A PHYLOGENETIC PERSPECTIVE TO ESTIMATING SPECIATION AND EXTINCTION RATES FROM STRATIGRAPHIC RANGES (Invited Presentation)


WARNOCK, Rachel C.M., Department of Biosystems Sciences & Engineering, ETH Zurich, Basel, 4058, Switzerland

Speciation and extinction rates are key parameters used to describe and understand long-term evolutionary processes. The fossil record provides evidence for constraining diversification rates in deep time but reliable inference will depend critically on how incomplete and non-uniform sampling is incorporated into analyses.
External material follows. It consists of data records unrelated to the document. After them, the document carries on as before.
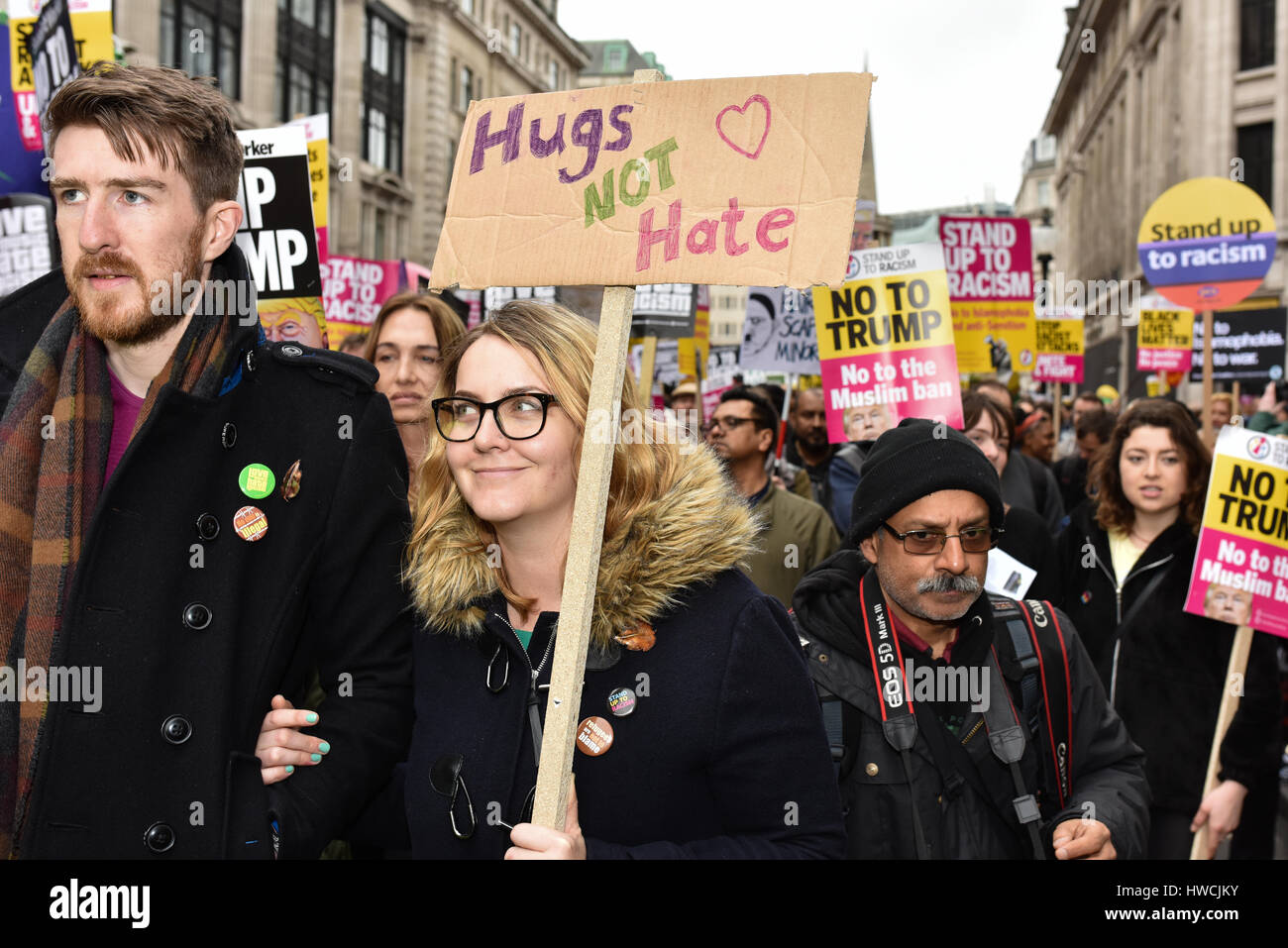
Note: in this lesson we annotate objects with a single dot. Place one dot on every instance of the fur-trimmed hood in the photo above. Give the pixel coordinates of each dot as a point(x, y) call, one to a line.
point(695, 531)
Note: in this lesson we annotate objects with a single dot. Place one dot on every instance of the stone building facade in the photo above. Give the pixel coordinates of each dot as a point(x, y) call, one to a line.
point(1153, 93)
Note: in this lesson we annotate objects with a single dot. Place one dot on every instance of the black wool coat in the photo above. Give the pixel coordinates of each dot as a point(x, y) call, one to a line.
point(724, 755)
point(194, 629)
point(1167, 672)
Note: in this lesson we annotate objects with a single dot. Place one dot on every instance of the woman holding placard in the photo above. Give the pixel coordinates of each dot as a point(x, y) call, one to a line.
point(700, 733)
point(1126, 566)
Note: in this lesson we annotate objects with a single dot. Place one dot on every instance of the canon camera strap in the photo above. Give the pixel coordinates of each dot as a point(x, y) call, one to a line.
point(898, 723)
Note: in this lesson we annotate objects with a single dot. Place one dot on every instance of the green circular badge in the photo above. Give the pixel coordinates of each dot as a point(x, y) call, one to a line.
point(257, 480)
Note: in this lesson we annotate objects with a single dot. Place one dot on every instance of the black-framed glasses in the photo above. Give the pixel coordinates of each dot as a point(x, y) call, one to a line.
point(725, 424)
point(445, 777)
point(519, 416)
point(925, 543)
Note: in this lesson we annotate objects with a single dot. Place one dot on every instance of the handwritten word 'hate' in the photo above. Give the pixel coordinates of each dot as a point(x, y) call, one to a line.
point(588, 132)
point(702, 236)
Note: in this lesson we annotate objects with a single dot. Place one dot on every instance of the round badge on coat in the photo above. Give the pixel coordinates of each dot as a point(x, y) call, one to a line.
point(257, 480)
point(621, 702)
point(593, 737)
point(250, 523)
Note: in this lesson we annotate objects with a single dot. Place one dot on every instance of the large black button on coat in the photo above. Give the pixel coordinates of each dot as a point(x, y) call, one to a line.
point(159, 837)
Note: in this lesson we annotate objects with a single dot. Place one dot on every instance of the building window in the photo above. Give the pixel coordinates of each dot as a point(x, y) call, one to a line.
point(304, 56)
point(1256, 149)
point(202, 39)
point(378, 243)
point(1256, 34)
point(382, 88)
point(464, 89)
Traditional approaches used to infer rates from the fossil record do not explicitly incorporate diversification and sampling as processes, and strategies used to mitigate the impact of sampling bias typically involve subsampling or eliminating data. Recent developments in models of phylogenetic branching processes, including the fossilized birth-death (FBD) range model, provide a framework for process-based inference of fossil data. These models can be applied to estimate speciation and extinction rates from stratigraphic ranges, with or without information about the underlying phylogeny. I present the advantages of this approach using simulations, comparison to other methods and empirical data. By explicitly incorporating incomplete fossil and species sampling, the FBD range model enables us to utilize all available samples, including extant singletons, leading to robust inference even when fossil sampling is sparse. In addition, extensions of this approach enable the estimation of rates across multiple geological intervals simultaneously under different sampling scenarios, and allow for rates to be linked to external biological and geological processes. A phylogenetic process-based framework provides an improved basis for disentangling diversification and sampling parameters and an opportunity for coupling evolutionary and geological dynamics.